Year after year of record heat largely due to man-made global warming has hit hard across the globe. And nowhere have the impacts been more devastating than in the Arctic where temperatures are rising more than twice as fast as the global average and ice is quickly disappearing.

Photos taken by a research team from Denmark capture how warming has hit glaciers in Greenland, where ice melt has been occurring at a faster rate than ever in recorded history. Researchers captured the images, published in the book The Greenland Ice Sheet, in the exact location their predecessor had taken photos eight decades prior as temperatures had just begun to warm. Side by side, the images offer a stark comparison showing vast areas once covered in ice now empty land.

Take the Mittivakkat Glacier on the island’s southeast coast.

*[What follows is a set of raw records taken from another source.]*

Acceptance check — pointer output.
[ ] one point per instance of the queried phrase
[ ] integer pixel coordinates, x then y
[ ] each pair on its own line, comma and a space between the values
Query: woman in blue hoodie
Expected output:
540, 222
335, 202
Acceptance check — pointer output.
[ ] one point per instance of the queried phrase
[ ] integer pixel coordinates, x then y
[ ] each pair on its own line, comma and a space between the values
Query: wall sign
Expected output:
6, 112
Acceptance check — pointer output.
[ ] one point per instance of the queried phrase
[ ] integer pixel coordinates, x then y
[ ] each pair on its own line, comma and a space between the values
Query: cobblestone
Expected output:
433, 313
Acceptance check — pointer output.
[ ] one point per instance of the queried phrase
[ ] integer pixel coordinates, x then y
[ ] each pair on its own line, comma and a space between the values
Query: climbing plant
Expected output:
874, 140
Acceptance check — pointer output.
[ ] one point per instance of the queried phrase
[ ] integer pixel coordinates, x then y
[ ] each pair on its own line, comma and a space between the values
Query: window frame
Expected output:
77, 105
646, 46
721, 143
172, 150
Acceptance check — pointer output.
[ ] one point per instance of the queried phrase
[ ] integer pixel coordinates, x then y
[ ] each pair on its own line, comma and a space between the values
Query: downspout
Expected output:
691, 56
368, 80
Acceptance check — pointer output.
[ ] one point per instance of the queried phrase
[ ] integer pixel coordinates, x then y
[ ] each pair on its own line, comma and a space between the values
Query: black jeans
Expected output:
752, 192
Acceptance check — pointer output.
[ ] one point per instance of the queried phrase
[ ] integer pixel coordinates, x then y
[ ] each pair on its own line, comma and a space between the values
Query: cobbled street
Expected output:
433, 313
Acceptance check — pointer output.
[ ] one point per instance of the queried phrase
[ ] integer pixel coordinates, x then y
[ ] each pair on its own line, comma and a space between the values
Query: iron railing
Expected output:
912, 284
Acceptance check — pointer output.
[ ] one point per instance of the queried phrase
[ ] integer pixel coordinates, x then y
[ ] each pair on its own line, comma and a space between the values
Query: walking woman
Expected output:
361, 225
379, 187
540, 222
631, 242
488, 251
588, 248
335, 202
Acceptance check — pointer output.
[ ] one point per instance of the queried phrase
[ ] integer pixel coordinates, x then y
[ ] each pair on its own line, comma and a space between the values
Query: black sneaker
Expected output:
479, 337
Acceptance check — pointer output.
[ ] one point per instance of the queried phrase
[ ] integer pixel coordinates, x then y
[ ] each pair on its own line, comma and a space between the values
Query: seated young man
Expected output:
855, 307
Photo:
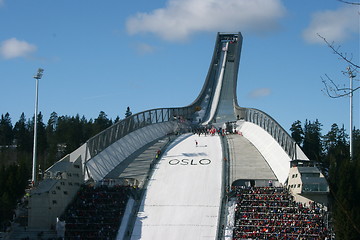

A black-and-white image from 1933 shows the glacier occupying the entire a valley. In an image from 2010, the glacier has completely disappeared.

“Climate change is particularly evident here and its consequences for people and nature are considerable,” said Ralf Hemmingsen, rector of the University of Copenhagen in the book’s foreword, “both for Greenland and the rest of the world.”

Scientists have understood for sometime how climate change is causing ice melt in Greenland. Satellite measurements taken since 1979 have shown a 12% decline in sea ice per decade, according to a Nature report. But a lack of earlier record keeping and satellite measurements has presented a challenge for scientists who hope to understand how ice levels have changed over time in Greenland. Now, scientists who study glaciers are using the photo comparison to improve their understanding of how ice levels have changed over time, according to a news article in the journal Nature.

Ice loss in Greenland presents challenges for the small communities located on the island, technically an autonomous part of Denmark, but ice melt also has profound effects across the globe, most significantly contributing to sea level rise that threatens cities along the coasts. Nearly 700,000 cubic miles of ice are located on Greenland’s ice sheet, covering three quarters of the island. Scientists say that 23 feet in global sea level rise would result if all that ice melted, drawing many cities across the globe.

It’s still possible to avoid such a catastrophic scenario, but scientists say action is needed fast. Current warming results from greenhouse gas emissions emissions from years and decades ago. No matter what we do now, the globe will continue to warm of the foreseeable future—and Greenland’s ice will continue to melt.